The Deployment Blueprint & Commands

Here are the step-by-step terminal commands and configuration blocks used to build out the environment.

1. Install System Dependencies & PHP Modules

First, update the package repository, upgrade existing packages, and install Apache along with all the core, caching, and image-processing extensions WordPress requires:

Bash

apt update && apt upgrade -y && apt install -y nano curl wget zip unzip apache2 php php-json php-mysqli php-curl php-dom php-exif php-fileinfo php-igbinary php-imagick php-intl php-mbstring php-xml php-zip php-apcu php-memcached php-opcache php-redis php-iconv php-shmop php-simplexml php-xmlreader php-ssh2 php-ftp php-sockets

2. Download and Extract WordPress

Clean out the default Apache placeholder directory and pull down the latest clean zip directly from WordPress:

Bash

# Move into the server's web directory
cd /var/www

# Remove the default HTML folder and its content
rm -rf html

# Download the latest version of WordPress
wget https://wordpress.org/latest.zip

# Unzip the archive
unzip latest.zip

# Rename the unzipped folder to match Apache's standard root
mv wordpress/ html/

# Recursively set correct permissions for the web server
chmod 755 -R /var/www/html
chown -R www-data:www-data /var/www/html

3. Initialize the Apache Service

Note: Because standard base Ubuntu Docker images lack systemd (systemctl), you will need to start the service manually using the legacy service command if your container restarts.

Bash

service apache2 start

4. Database Setup & wp-config.php Tweaks

Navigate to your container's web address to begin the WordPress setup wizard.

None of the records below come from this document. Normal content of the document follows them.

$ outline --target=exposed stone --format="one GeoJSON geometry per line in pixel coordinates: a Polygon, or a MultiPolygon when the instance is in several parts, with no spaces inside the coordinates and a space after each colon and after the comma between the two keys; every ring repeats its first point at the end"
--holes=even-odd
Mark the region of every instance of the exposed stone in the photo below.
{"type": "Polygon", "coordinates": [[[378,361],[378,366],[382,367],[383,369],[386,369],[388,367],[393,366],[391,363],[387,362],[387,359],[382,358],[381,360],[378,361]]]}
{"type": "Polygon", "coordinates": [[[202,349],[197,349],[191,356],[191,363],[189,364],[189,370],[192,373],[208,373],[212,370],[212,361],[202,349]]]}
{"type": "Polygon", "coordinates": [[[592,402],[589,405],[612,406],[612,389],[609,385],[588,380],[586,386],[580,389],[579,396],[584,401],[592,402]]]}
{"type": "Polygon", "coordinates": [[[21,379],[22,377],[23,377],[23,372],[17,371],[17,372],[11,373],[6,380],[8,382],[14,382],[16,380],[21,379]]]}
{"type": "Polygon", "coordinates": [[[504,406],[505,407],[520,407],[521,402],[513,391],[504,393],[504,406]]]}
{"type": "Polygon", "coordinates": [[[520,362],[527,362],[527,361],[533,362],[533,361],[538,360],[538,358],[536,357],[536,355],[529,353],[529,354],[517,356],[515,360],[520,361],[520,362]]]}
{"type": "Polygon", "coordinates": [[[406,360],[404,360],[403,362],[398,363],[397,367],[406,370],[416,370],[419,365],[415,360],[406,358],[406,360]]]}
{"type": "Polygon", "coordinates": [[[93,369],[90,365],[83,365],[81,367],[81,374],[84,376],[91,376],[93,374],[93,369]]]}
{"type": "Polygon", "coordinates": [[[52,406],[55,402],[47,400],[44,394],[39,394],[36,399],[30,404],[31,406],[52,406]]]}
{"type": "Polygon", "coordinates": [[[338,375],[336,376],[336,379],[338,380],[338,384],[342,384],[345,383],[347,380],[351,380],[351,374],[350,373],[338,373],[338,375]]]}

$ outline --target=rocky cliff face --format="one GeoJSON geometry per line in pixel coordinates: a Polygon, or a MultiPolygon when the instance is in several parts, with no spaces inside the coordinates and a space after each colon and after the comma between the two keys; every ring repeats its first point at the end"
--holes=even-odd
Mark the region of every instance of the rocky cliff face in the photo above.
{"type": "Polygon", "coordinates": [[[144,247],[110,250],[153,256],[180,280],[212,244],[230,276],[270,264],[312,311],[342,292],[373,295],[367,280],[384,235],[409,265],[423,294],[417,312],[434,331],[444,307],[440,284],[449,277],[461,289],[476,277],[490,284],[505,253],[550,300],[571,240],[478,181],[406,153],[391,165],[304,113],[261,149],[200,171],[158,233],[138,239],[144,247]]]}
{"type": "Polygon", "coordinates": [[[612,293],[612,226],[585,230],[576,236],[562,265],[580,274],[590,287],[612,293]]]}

Connect it to your database. (If you are running MySQL/MariaDB in a separate container, ensure both containers share the same Docker bridge network, and use the database container's internal Docker IP or container name as the Database Host).

Stop right before running the final installation script so we can patch the config file:

Bash

nano /var/www/html/wp-config.php

Add the following lines near the top of the file to force SSL detection through your proxy/tunnel and bypass FTP prompts during plugin updates:

PHP

// Force WordPress to recognize HTTPS behind a reverse proxy or Cloudflare Tunnel
$_SERVER['HTTPS'] = 'on';

// Allow direct plugin and theme installations without forcing FTP setup
define( 'FS_METHOD', 'direct' );

5. Tune PHP Upload Limits via .htaccess

Create or edit the .htaccess file to increase file execution times and maximum upload thresholds for large backup restores:

Bash

nano /var/www/html/.htaccess

Paste in these PHP configuration overrides:

Plaintext

php_value upload_max_filesize 64M
php_value post_max_size 128M
php_value memory_limit 256M
php_value max_execution_time 300
php_value max_input_time 300

6. Configure Apache for URL Rewriting

To fix broken permalinks and API routing errors, Apache needs to be told to respect .htaccess directives. Open the primary config file:

Bash

nano /etc/apache2/apache2.conf

Locate the block targeting /var/www/ and change AllowOverride None to AllowOverride All:

Plaintext

<Directory /var/www/>
Options Indexes FollowSymLinks
AllowOverride All
Require all granted
</Directory>

7. Enable the Apache Rewrite Module & Restart

Commit the changes by activating the rewrite module and bouncing the web server:

Bash

# Enable the Apache Rewrite module
a2enmod rewrite

# Restart Apache to apply all changes
service apache2 restart

With all of that securely in place, you can head back to the browser, finish the installation wizard, and safely restore your site without hitting a single wall!